While Latin Americans contract cancer at lower rates than residents of the United States, they are nearly twice as likely to die from it, the study said.

Much of that has to do with the way cancer is treated in Latin America. More than half of those in the region have little or no health insurance and relatively few public health efforts are focused on preventive medicine.

That means most patients seek treatment when they are at advanced stages of the disease and often too sick to be saved.

That type of care is not only ineffective but often very expensive, draining already scarce resources from public coffers, the study found.

Immediate changes needed

The study recommended Latin American nations make major changes to their healthcare policies, such as dedicating more funds to public health, widening healthcare access so cancer patients can be treated earlier and developing better national cancer plans.

It also envisions shifting funds away from costly end-stage cancer treatment towards palliative care.

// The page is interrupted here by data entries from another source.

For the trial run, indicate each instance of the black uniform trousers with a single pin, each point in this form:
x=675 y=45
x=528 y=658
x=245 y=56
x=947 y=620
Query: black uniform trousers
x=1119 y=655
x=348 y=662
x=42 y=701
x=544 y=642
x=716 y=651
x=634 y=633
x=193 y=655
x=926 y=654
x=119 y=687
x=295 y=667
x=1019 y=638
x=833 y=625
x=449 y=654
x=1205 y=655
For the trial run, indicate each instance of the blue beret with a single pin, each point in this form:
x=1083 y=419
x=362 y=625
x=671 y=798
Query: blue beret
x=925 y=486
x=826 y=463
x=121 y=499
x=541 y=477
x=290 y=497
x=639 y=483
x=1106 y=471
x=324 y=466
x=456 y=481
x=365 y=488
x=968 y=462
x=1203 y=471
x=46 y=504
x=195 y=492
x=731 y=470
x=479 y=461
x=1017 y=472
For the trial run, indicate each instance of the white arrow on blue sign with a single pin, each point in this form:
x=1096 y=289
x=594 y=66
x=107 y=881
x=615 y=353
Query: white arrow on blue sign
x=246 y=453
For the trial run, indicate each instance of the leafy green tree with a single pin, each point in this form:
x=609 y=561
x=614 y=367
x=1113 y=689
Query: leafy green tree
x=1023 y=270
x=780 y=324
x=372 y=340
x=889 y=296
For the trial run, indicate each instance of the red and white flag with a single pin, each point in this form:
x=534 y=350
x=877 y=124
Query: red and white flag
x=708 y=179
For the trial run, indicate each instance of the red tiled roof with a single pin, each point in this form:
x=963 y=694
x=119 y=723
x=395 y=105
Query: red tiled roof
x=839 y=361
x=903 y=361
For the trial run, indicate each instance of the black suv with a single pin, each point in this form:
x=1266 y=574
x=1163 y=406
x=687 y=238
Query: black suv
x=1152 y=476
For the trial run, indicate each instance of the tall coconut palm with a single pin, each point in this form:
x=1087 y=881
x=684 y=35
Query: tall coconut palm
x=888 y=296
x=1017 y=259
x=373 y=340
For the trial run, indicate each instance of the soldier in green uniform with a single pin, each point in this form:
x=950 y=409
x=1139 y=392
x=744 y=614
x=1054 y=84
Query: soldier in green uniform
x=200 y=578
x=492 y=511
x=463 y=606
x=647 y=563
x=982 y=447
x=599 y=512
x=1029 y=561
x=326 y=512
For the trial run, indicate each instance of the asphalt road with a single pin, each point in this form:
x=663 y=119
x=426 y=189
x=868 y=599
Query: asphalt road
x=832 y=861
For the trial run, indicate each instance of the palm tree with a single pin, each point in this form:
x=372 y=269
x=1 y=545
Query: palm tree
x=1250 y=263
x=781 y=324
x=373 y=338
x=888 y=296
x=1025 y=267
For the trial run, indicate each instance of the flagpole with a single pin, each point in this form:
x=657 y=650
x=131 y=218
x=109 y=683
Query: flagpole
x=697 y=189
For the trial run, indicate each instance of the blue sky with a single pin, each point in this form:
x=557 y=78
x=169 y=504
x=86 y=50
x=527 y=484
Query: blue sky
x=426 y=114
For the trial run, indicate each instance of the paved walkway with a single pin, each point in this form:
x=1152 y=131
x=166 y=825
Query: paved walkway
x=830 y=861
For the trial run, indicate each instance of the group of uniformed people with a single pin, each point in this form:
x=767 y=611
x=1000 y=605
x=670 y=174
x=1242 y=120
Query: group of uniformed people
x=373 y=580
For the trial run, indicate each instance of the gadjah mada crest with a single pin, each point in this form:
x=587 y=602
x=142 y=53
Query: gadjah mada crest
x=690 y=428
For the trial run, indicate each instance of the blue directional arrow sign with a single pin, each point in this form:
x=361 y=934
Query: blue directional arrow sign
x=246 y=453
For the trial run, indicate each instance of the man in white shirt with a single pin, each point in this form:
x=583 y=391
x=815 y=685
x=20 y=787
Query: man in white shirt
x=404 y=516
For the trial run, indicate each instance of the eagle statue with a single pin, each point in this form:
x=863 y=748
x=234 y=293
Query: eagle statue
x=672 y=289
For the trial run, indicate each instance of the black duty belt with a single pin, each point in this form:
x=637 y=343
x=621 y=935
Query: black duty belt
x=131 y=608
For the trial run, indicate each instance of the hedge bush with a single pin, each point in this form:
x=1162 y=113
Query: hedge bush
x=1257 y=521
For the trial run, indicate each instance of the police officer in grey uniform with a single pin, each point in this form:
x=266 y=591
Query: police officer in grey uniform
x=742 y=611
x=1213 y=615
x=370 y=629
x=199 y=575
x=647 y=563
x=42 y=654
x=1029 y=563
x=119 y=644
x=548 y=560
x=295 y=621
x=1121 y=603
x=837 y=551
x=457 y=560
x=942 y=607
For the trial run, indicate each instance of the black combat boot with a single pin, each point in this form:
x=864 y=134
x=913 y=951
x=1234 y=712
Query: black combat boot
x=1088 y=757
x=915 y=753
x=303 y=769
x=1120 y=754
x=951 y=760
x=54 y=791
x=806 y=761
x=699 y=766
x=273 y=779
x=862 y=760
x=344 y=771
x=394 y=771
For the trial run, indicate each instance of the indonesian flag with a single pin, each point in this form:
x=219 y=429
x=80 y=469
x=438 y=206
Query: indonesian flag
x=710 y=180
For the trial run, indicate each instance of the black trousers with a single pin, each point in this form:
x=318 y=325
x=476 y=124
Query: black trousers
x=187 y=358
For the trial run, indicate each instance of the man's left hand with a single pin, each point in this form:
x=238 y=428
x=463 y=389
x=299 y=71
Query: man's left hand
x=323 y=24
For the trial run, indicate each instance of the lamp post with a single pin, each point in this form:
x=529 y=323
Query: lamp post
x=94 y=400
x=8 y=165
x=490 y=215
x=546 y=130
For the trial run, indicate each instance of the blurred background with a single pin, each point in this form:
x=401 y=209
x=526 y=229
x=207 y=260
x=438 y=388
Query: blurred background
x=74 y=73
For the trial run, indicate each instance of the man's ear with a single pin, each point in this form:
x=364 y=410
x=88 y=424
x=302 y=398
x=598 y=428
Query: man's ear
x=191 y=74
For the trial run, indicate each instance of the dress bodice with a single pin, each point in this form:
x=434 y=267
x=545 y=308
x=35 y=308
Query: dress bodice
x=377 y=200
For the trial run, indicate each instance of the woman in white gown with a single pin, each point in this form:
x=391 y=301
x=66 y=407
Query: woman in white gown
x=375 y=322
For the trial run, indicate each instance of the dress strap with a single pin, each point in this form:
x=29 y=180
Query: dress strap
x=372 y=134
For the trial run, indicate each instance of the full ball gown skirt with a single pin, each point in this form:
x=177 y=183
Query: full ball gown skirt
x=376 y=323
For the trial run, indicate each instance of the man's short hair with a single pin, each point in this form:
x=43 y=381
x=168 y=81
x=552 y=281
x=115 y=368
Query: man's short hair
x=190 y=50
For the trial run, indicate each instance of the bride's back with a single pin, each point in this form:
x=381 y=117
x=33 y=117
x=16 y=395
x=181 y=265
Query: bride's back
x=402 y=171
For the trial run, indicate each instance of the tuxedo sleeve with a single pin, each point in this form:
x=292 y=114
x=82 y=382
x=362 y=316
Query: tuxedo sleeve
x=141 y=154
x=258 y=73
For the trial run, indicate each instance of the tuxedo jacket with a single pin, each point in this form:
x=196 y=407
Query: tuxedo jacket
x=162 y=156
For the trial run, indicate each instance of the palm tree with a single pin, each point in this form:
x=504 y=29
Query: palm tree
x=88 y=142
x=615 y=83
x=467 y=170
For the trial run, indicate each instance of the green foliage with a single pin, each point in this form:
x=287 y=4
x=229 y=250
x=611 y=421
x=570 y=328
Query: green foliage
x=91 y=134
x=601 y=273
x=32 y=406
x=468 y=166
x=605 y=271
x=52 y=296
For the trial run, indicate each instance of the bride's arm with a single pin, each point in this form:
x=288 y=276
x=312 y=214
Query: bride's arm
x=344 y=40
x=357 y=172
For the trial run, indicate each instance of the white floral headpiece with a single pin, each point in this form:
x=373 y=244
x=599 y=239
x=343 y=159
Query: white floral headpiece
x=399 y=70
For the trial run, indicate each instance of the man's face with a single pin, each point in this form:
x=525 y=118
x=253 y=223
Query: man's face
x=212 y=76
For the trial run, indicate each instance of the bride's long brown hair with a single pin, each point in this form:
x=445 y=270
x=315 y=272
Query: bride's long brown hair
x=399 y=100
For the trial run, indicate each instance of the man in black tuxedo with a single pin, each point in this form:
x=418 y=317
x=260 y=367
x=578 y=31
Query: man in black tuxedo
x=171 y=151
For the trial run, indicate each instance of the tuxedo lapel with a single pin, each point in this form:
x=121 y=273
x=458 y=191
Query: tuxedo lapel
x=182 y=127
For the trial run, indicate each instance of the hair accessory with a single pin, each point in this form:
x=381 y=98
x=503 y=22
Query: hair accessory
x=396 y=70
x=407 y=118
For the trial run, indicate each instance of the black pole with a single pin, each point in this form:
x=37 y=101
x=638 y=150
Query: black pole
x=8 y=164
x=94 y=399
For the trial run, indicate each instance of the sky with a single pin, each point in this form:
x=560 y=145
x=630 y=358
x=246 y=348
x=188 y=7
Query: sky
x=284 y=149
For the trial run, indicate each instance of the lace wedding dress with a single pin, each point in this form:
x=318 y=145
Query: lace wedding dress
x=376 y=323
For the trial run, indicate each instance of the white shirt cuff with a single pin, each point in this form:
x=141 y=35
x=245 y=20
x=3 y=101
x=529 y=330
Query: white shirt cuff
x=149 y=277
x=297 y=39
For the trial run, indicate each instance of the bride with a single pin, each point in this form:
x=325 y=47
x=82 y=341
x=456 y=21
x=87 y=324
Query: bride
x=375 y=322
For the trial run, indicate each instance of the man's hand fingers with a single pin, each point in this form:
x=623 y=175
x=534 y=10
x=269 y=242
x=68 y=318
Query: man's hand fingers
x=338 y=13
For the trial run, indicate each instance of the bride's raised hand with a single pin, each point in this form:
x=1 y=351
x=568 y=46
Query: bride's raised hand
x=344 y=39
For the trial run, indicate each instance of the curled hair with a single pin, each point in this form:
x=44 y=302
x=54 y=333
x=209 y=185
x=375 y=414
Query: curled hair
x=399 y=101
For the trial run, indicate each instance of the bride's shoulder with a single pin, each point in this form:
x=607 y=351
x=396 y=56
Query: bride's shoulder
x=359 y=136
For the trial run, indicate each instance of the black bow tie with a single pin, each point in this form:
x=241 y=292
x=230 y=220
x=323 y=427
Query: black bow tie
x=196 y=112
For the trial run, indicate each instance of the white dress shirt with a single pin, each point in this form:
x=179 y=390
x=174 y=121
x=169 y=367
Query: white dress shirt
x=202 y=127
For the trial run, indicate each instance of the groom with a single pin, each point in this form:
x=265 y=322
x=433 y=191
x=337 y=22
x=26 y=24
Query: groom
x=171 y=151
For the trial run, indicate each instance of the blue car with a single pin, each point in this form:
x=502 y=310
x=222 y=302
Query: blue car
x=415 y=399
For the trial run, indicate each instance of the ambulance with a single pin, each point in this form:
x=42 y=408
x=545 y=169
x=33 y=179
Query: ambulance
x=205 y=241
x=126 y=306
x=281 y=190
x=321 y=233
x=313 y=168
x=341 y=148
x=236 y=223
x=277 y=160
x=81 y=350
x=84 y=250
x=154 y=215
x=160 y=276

While researchers speaking at the event acknowledged the difficulty of enacting such reforms quickly, they called on governments to start with short-term solutions, such as raising taxes on tobacco and providing families with cleaner-burning wood stoves.

The total cost of cancer to Latin American countries currently is about R36 billion per year and stands to grow precipitously, according to the study.

"If we don't put these things on the agenda now, we won't be prepared to deal with this in 10 or 15 years," said Carlos Barrios, a professor at Brazil's Pontificia Universidade Catolica do Rio Grande do Sul. "(At that point) the costs will be likely be exorbitant."